When improvisers performing onstage, athletes on a field of play, or writers building fictional worlds experience a shift in their perception of time, they talk about being in the flow. When this happens, their perception of time changes. They talk about time slowing down, or of not having any perception of clock time whatsoever. Writers get lost in the worlds they are seeing. A performance that lasts half an hour will seem over in three minutes. A play that takes five seconds off the game clock will seem like fifty seconds to a hyper-focused player. People in automobile accidents often talk about perceiving them in slow motion. In these situations, the mind is so locked into the local, the immediate, completely invested in being 100% present, that we experience the spacetime curve, a different kind of time. Einstein famously described these differences in perception of time as “When you sit on a hot stove, a minute will feel like an hour. Sit with a beautiful woman and an hour will feel like a minute.”
One of the benefits of bigSTORY is that it helps create a tempo, and tempo is a key to producing a flow state.
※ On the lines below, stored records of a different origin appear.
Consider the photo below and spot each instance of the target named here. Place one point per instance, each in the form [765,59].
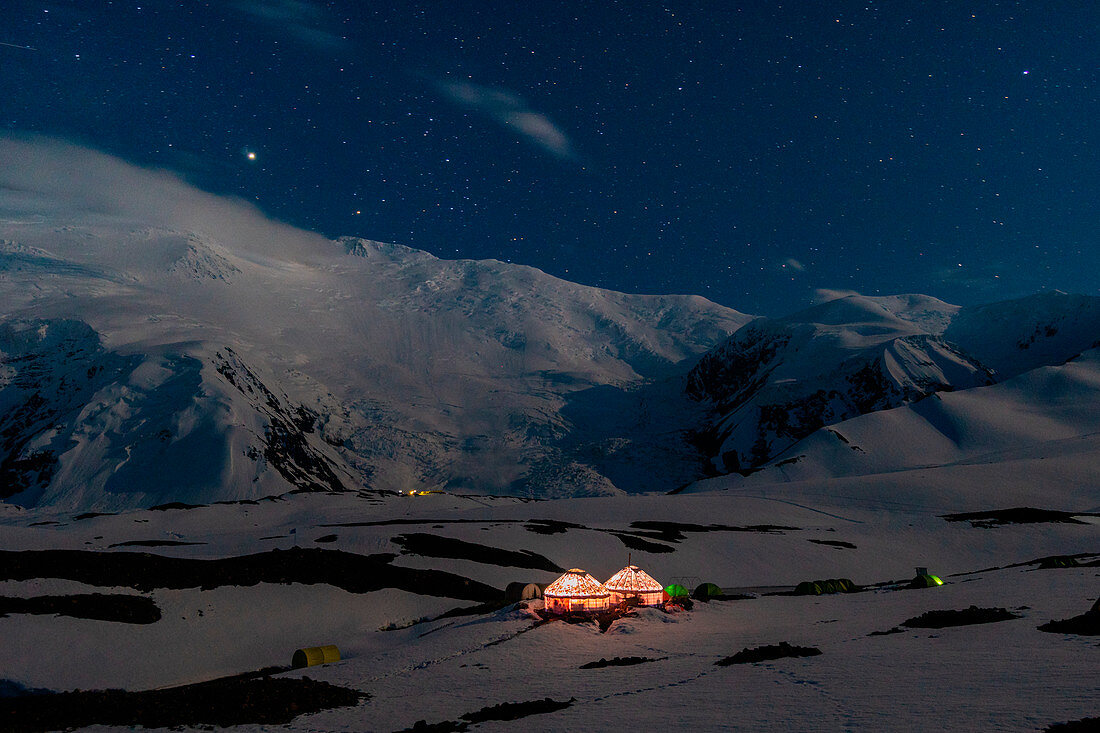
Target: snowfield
[998,676]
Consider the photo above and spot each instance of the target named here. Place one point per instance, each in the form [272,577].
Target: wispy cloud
[295,18]
[826,294]
[512,111]
[48,179]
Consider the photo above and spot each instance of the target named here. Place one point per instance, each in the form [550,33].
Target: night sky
[755,153]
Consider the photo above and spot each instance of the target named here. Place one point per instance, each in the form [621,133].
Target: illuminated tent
[575,591]
[631,583]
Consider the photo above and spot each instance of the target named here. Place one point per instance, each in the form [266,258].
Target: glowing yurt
[575,591]
[631,584]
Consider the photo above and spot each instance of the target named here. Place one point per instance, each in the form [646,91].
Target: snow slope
[1003,676]
[774,384]
[160,343]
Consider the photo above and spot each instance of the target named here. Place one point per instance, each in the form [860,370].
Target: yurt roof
[576,583]
[633,579]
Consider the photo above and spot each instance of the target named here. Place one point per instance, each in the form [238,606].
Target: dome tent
[925,580]
[825,587]
[675,590]
[521,591]
[631,583]
[575,591]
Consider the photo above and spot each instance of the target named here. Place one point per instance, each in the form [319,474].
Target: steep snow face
[85,426]
[223,356]
[774,382]
[1013,337]
[1037,431]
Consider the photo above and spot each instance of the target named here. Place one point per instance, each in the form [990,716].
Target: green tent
[706,591]
[925,580]
[823,587]
[1058,561]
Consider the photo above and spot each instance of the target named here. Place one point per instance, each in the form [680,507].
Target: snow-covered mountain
[777,385]
[158,343]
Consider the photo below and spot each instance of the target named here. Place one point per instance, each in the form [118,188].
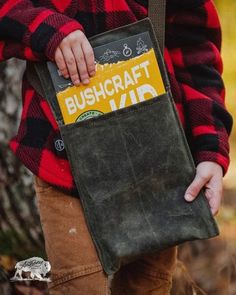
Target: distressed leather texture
[131,168]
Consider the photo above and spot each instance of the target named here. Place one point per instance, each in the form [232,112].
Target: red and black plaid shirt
[32,30]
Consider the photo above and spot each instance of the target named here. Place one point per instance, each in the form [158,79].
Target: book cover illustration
[127,73]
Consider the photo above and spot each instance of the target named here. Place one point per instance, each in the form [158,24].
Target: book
[127,72]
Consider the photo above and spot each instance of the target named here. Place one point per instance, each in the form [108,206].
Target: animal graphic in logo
[127,51]
[34,268]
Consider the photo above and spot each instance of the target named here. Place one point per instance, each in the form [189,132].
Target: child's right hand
[75,58]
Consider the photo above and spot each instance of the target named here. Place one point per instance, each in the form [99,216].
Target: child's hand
[209,176]
[75,58]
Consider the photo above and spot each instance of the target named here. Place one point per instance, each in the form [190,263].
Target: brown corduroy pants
[76,269]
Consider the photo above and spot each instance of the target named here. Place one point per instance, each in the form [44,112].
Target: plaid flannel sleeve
[194,43]
[30,32]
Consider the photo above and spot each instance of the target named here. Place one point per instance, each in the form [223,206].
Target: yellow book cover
[127,72]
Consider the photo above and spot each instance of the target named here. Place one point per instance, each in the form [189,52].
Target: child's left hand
[209,176]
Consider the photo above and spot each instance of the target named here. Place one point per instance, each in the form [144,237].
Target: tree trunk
[20,229]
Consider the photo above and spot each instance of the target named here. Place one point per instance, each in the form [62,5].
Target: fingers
[80,64]
[75,58]
[194,189]
[71,64]
[213,193]
[210,176]
[89,57]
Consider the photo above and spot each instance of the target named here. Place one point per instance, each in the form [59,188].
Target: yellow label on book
[115,86]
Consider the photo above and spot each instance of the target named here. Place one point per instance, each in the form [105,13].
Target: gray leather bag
[131,168]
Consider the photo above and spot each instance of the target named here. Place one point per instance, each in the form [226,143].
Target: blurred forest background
[204,267]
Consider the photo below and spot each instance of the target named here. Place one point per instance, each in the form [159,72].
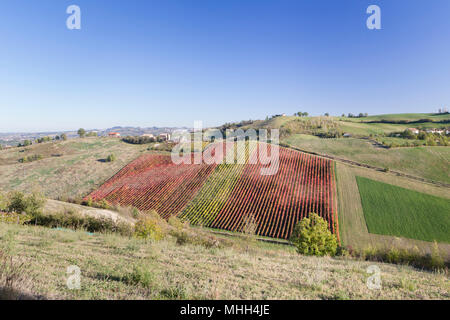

Stories, after all, have beats. And those beats depend on a good tempo. Dramatic pauses. Emotional lifts. Steady builds. Every story demands a different tempo. Venkatesh Rao has written an excellent book about tempo and flow states. It’s called Tempo. Some management experts like Tom Peters and John Nelson (a former rock band drummer!) believe that setting and maintaining tempo is one of the most important skills a manager can have.
Here, imho, is one of the biggest business benefits of good tempo: To the marketplace, and to your competition, it will look like you are moving at the speed of thought. Humming in tune with every network that matters. This is an illusion. Improvisers call it “the illusion of speed.” To your audience, it looks like you’re working lightning quick, but to those of you bringing the story to life, it seems as if you are simply in sync with one another’s intentions. You find a rhythm. A groove. And what makes it groovy is your shared sense of story.